Note that the derive is only needed for assert_eq! to work properly.
Also note that try_into has no type argument (the type argument is part of the TryInto trait). So you cannot use try_into::<SomeType>(…). Instead I would use SomeType::try_from(…).
This looks like you've expecting the compiler to generate impl TryInto<T> for U where you have impl TryFrom<T> for U. But this is impossible in general - trait implementation can be arbitrary complex, it can't be reversed automatically.
I think that bug / feature request only refers to the wording of the error message (complaining that it proposes to implement From, while it would be sufficient to implement TryFrom)
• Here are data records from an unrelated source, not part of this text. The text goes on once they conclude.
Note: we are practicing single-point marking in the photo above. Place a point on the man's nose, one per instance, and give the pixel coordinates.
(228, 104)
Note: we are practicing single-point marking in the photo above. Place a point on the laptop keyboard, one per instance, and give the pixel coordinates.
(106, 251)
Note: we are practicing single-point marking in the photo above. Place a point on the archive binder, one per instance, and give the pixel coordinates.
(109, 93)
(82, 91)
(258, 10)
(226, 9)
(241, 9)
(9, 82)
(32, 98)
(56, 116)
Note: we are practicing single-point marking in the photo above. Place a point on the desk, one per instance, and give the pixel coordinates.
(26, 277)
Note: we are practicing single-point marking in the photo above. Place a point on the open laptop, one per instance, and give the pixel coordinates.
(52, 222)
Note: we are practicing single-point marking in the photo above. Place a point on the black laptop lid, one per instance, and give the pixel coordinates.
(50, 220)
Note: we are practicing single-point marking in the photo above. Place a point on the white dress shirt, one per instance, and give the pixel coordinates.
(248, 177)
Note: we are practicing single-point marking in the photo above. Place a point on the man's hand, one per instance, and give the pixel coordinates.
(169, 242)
Generally, I would agree to what @Cerber-Ursi said:
That's not correct. The blanket Into (and TryInto) impl doesn't (and can't) perform the inverse of the From (or TryFrom) it refers to. In other words, Into<U> for T is implemented if U: From<T>, an markedly not if T: From<U>.
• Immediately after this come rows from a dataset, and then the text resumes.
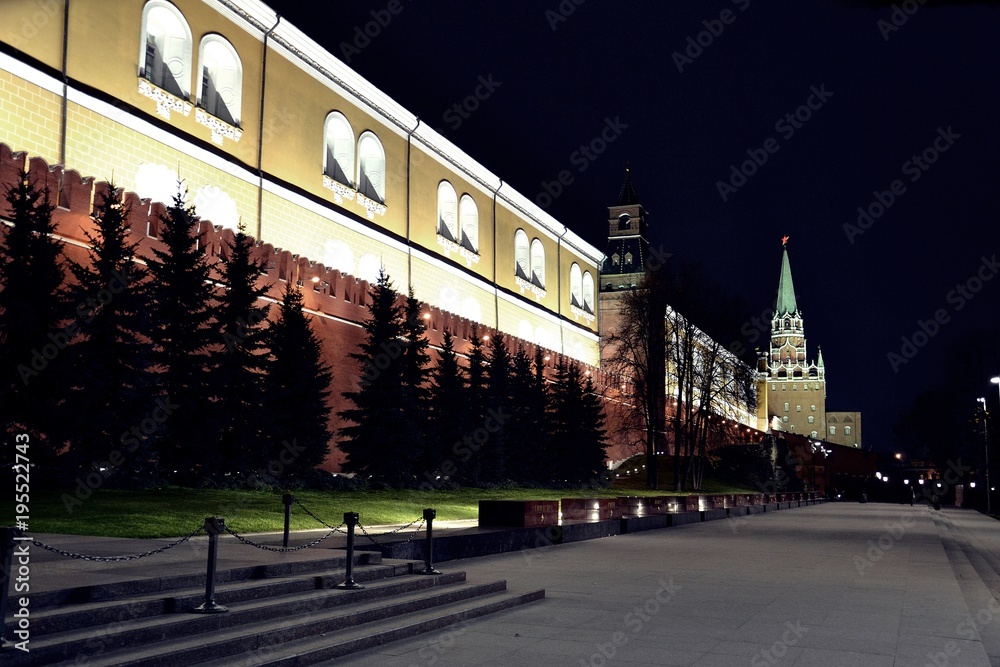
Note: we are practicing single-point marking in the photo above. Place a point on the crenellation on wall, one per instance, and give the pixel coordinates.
(338, 300)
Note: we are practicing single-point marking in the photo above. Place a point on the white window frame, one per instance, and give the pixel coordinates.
(537, 263)
(371, 167)
(176, 48)
(211, 54)
(522, 255)
(468, 223)
(338, 144)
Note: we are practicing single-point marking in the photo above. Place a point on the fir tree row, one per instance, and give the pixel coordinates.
(491, 419)
(163, 370)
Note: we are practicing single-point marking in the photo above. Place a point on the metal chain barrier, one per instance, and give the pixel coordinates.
(306, 510)
(394, 531)
(114, 559)
(281, 549)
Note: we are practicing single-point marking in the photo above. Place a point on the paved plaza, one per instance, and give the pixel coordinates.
(835, 584)
(842, 584)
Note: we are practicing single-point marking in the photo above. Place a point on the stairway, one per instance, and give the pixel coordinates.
(289, 614)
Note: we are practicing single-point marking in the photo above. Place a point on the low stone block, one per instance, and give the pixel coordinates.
(518, 513)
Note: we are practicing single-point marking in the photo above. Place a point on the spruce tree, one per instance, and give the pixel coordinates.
(34, 333)
(186, 335)
(240, 376)
(448, 456)
(496, 450)
(469, 460)
(376, 439)
(296, 391)
(525, 431)
(577, 421)
(111, 361)
(415, 387)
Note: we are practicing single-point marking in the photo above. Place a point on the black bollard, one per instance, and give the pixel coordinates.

Into is merely meant to work as syntactic sugar in contexts where a method call looks prettier than spelling out the full UFCS syntax, i.e. something.into() rather than OtherThing::from(something). As others have already pointed out, it's not possible to automatically find an inverse of these conversions in general.
The question is, what we can try to do? There're no "matching rules" in general case, and Rust will not analyze the function bodies anyway (since this approach will be too fragile).
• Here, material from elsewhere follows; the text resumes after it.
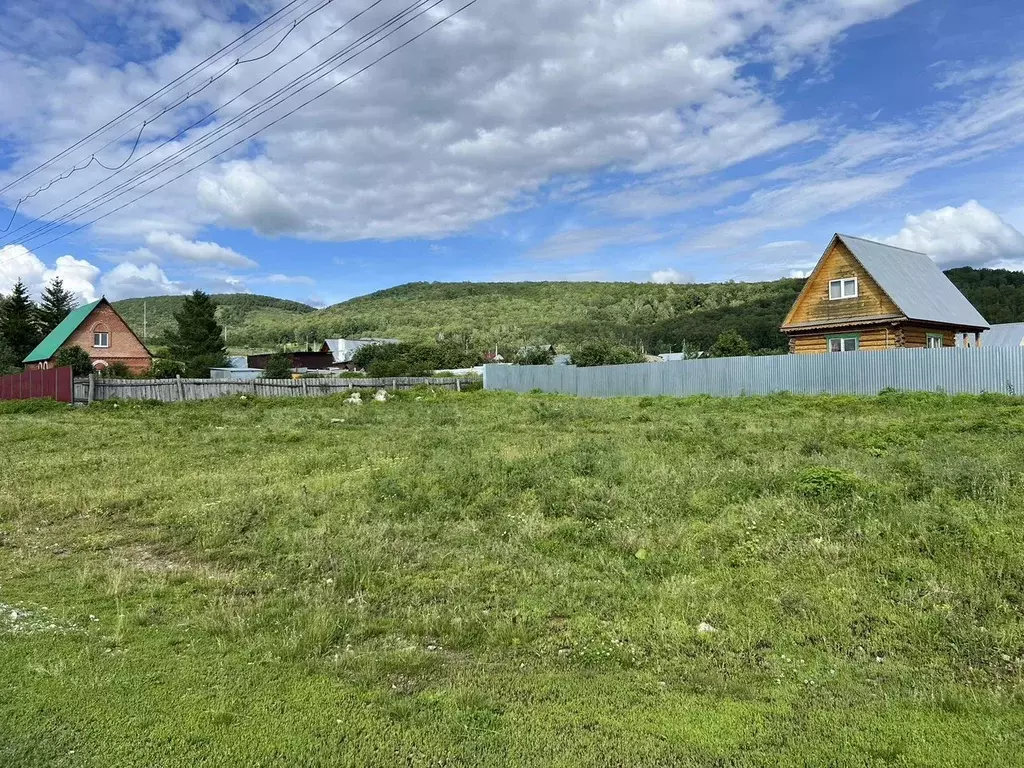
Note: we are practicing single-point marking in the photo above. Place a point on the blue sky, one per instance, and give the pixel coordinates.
(633, 139)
Language features of the form “I have no idea how that works, but it works” are always a problem. They may look nifty in the short-term, but medium term they become a liability.
Because if you don't know how something works then you don't have any idea when it wouldn't work. Or work in a strange way.
That's how PHP ended up with an equality operator which boldly proclaims that strings "1e3" and "1000" are equal.
I'm just saying that if you compare two strings (e.g. two inventory ids) you wouldn't expect "1e3" and "1000" to be considered equal.
And sure, I can use === in Javascript or PHP to get predictably-working program but this just doesn't make much sense: why have some feature in a language if the only thing you need to know about it is to never use it?